Comment les souvenirs effrayants sont faits
Bien que les scientifiques commencent tout juste à sonder les profondeurs du cerveau, les scientifiques ont formulé certaines théories sur la façon dont notre cerveau traite les souvenirs effrayants. Tout d’abord, alors que nous assistons à un événement effrayant, le thalamus transmet des informations sensorielles à l’amygdale, qui tamponne la mémoire comme émotionnellement significative et la stocke pour une utilisation future, pour nous aider à éviter les menaces connexes. Les réseaux de neurones de l’hippocampe commencent activement à construire une carte du contexte de la mémoire dans les premières heures suivant un événement, et les connexions synaptiques associées se renforcent dans un processus appelé potentialisation à long terme, consolidant la mémoire. Il n’est cependant pas gravé dans la pierre.
« Chaque fois que vous apprenez quelque chose, plusieurs coins du cerveau se parlent pour représenter les images, les sons et les odeurs que vous apprenez », explique Steve Ramirez, PhD, neuroscientifique au Massachusetts Institute of Technology (MIT). « Pourtant, le processus de rappel d’une mémoire la rend susceptible de modification. sentez-vous comme une représentation authentique du passé, mais les souvenirs sont constamment modifiés avec de nouvelles informations. »
Pour éteindre l’aspect traumatique d’une mémoire, il faut créer de nouvelles associations mentales plus sûres aux mêmes signaux sensoriels. Même les souvenirs à long terme, lorsqu’ils sont rappelés, ont une plasticité et le potentiel d’être mis à jour, une capacité que les psychologues cooptent pendant la thérapie d’exposition, dans laquelle un patient fait face à ses peurs dans un environnement non menaçant dans l’espoir de les contrôler. Cela nécessite une communication neuronale entre un certain nombre de zones du cerveau: L’hippocampe repère le cortex préfrontal ventromédial de conditions modifiées, ce qui inhibe l’activité neuronale — et la réponse de peur conditionnée — dans l’amygdale (Annual Review of Psychology, 2012).
Chez certaines personnes, cependant, le processus tourne mal et elles sont incapables d’échapper aux pensées intrusives.

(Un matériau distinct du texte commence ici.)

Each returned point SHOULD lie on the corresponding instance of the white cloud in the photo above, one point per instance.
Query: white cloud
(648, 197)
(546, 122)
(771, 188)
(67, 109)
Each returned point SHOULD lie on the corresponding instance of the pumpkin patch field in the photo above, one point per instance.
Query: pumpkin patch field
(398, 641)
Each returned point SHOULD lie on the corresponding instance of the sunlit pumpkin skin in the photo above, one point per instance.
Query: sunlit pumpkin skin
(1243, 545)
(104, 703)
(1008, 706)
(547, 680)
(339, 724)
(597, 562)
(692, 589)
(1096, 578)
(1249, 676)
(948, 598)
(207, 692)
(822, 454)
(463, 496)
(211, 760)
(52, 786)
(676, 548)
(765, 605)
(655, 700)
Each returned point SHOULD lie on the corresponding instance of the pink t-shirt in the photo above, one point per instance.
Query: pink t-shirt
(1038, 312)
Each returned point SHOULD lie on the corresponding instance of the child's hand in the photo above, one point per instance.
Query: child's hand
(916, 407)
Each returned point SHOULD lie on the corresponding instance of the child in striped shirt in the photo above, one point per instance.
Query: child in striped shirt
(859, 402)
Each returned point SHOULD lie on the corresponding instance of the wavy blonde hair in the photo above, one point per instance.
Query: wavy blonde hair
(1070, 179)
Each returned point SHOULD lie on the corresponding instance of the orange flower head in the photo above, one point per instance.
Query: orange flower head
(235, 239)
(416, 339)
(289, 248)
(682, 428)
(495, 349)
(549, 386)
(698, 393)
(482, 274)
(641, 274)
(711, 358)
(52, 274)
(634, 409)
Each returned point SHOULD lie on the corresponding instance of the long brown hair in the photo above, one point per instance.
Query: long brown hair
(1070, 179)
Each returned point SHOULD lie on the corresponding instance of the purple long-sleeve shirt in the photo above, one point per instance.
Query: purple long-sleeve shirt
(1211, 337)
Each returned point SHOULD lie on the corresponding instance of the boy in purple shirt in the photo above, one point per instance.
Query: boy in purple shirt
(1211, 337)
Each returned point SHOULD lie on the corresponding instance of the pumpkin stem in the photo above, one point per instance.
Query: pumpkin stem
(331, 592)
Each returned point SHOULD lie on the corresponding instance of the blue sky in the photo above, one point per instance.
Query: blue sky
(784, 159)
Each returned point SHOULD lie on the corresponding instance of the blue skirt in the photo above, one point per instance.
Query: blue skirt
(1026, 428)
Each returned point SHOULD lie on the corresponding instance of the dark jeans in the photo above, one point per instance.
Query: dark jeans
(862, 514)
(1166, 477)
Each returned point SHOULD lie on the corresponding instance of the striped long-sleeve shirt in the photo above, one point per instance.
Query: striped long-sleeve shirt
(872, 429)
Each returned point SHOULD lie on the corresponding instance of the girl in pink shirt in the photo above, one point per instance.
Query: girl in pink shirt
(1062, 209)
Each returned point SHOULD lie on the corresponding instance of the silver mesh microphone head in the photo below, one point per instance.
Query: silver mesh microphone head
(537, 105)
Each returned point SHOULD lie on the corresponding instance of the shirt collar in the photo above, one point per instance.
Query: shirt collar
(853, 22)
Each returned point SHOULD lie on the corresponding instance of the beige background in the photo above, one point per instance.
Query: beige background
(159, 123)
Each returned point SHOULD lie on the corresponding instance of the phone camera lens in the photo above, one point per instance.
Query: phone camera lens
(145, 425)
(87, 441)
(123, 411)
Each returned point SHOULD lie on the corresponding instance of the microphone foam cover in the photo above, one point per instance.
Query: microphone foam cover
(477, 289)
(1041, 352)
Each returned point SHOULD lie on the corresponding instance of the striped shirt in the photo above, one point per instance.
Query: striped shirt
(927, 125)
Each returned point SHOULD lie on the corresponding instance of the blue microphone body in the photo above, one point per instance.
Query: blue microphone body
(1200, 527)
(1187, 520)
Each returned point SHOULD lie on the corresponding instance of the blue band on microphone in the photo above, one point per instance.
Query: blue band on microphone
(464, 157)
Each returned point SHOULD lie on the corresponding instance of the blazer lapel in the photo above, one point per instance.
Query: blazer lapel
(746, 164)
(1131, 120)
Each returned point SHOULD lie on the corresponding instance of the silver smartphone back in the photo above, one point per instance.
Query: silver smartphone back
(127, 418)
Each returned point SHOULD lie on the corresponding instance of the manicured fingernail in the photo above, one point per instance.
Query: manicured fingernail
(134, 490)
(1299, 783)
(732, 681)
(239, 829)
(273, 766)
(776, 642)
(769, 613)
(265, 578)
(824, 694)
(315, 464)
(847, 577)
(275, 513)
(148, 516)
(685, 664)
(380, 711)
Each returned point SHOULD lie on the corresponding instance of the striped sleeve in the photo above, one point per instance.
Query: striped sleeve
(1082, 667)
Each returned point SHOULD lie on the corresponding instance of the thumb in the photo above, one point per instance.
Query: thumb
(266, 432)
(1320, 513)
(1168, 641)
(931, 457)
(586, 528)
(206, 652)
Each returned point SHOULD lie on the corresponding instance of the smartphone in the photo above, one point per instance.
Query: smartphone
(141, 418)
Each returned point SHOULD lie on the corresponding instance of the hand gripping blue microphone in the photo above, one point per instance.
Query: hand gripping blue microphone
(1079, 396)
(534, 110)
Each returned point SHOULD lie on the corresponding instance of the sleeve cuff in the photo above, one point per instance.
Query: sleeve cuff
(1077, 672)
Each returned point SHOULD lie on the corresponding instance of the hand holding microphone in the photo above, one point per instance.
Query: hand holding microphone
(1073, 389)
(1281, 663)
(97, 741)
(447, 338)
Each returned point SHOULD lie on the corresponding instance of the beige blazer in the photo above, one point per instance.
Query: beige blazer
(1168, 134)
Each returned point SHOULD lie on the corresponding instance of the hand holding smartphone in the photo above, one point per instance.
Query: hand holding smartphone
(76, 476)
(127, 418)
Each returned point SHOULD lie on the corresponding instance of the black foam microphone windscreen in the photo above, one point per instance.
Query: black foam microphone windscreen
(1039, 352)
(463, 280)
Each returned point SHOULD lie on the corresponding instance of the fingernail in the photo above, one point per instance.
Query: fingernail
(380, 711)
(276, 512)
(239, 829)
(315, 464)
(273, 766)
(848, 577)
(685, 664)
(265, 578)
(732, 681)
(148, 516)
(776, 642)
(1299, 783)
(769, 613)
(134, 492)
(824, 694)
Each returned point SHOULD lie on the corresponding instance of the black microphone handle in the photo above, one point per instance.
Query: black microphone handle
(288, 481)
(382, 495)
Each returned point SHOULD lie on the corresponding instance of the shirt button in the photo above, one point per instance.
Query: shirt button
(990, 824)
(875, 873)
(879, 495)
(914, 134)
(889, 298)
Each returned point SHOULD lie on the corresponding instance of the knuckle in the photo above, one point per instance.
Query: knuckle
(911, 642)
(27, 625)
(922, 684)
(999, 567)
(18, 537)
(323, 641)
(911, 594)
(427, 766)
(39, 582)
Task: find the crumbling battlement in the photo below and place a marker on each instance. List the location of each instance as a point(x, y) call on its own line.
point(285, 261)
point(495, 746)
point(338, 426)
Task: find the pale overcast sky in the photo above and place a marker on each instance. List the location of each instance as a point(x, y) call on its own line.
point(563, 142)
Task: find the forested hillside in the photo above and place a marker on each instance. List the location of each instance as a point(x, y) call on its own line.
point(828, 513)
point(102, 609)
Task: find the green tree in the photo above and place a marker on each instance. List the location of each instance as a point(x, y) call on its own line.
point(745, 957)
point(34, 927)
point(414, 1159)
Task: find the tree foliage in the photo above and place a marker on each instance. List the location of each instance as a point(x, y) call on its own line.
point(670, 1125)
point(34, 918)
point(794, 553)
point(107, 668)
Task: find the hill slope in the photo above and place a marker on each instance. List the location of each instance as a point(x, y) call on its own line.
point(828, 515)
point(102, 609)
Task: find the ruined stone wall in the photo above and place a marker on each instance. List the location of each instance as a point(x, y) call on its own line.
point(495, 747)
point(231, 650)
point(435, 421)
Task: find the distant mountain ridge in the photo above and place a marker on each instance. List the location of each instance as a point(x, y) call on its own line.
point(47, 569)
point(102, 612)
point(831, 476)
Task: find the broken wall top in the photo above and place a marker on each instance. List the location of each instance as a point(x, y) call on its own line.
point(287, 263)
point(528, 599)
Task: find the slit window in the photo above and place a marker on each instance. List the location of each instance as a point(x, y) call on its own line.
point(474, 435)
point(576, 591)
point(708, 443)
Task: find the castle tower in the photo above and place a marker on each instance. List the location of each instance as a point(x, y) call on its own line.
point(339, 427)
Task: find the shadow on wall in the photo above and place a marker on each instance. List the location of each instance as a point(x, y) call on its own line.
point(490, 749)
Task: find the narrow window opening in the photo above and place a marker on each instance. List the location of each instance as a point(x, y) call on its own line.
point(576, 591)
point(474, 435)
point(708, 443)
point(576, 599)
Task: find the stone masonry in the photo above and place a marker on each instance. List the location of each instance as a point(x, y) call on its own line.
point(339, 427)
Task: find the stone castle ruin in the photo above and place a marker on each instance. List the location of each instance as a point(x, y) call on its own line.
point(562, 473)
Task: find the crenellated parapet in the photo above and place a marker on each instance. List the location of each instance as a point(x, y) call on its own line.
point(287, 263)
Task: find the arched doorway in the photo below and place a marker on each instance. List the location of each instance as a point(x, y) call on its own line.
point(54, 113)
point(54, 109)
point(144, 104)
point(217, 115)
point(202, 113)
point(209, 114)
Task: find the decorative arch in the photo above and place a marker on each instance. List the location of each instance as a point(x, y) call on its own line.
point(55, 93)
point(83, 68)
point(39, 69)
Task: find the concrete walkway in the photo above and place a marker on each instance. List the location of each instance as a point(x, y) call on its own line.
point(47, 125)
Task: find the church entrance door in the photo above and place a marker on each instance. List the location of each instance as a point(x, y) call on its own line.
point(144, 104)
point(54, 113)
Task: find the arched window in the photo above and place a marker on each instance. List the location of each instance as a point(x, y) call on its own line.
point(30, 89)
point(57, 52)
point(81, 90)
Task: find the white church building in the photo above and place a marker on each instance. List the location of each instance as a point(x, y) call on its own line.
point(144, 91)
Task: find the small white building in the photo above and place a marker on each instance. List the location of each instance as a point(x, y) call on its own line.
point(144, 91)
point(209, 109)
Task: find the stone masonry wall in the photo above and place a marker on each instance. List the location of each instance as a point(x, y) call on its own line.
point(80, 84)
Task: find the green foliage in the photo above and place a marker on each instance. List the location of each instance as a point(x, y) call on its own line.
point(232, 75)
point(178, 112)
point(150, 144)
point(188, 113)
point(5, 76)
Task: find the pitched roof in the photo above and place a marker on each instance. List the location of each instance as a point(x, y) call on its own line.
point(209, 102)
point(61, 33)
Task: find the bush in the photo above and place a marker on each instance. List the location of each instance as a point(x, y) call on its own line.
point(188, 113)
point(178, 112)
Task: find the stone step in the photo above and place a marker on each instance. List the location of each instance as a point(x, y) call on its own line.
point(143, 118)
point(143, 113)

« Nous ne savons vraiment pas pourquoi les gens réagissent si différemment aux expériences traumatisantes », explique Gregory J. Quirk, PhD, qui étudie les neurosciences de la peur à l’École de médecine de l’Université de Porto Rico. « Il se peut que le cortex préfrontal soit moins connecté à l’amygdale, il ne peut donc pas dire: « Non, vous n’êtes pas en danger en ce moment.' »
Mémoires malléables
Certains scientifiques tentent de manipuler le processus de reconsolidation. Ramirez a co-écrit une étude de 2014 dans laquelle lui et une équipe du RIKEN-MIT Center for Neural Circuit Genetics ont pu changer les mauvais souvenirs en bons chez les souris mâles. En utilisant une technique appelée optogénétique, dans laquelle des protéines génétiquement codées et sensibles à la lumière sont insérées dans les cellules, les scientifiques ont pu identifier l’endroit où la mémoire négative d’un choc au pied d’une souris s’est formée, dans les circuits neuronaux qui relient le gyrus denté de l’hippocampe à l’amygdale. Les chercheurs ont ensuite manipulé ces neurones avec des lasers. Chaque fois que les souris s’aventuraient dans une certaine partie de leur enclos, la mémoire négative était réactivée et elles ont rapidement appris à craindre la zone.
Les souris mâles ont ensuite été autorisées à gambader avec des souris femelles, tandis que les mêmes neurones étaient exploités, aidant à faire passer leurs messages d’un message de douleur à un message de plaisir. La prochaine fois que les souris mâles se sont aventurées dans la chambre, leurs réactions de peur avaient disparu (Nature, 2014).
Une autre idée à l’étude : Peut-on améliorer le réapprentissage avec les drogues ? Depuis plus d’une décennie, les psychologues étudient les effets de la D-cyclosérine antiobiotique (DCS) pour aider à augmenter l’extinction en conjonction avec la thérapie cognitivo-comportementale. Le médicament se lie aux récepteurs N-méthyl-D-aspartate (NMDA), qui sont importants pour l’apprentissage et la mémoire, et stimule l’activité du glutamate, un neurotransmetteur dans l’amygdale, facilitant la reconsolidation de la mémoire. Dans les essais avec les résultats les plus positifs à ce jour, les chercheurs ont administré de petites doses quelques heures avant chacune des trois à cinq séances de thérapie d’exposition.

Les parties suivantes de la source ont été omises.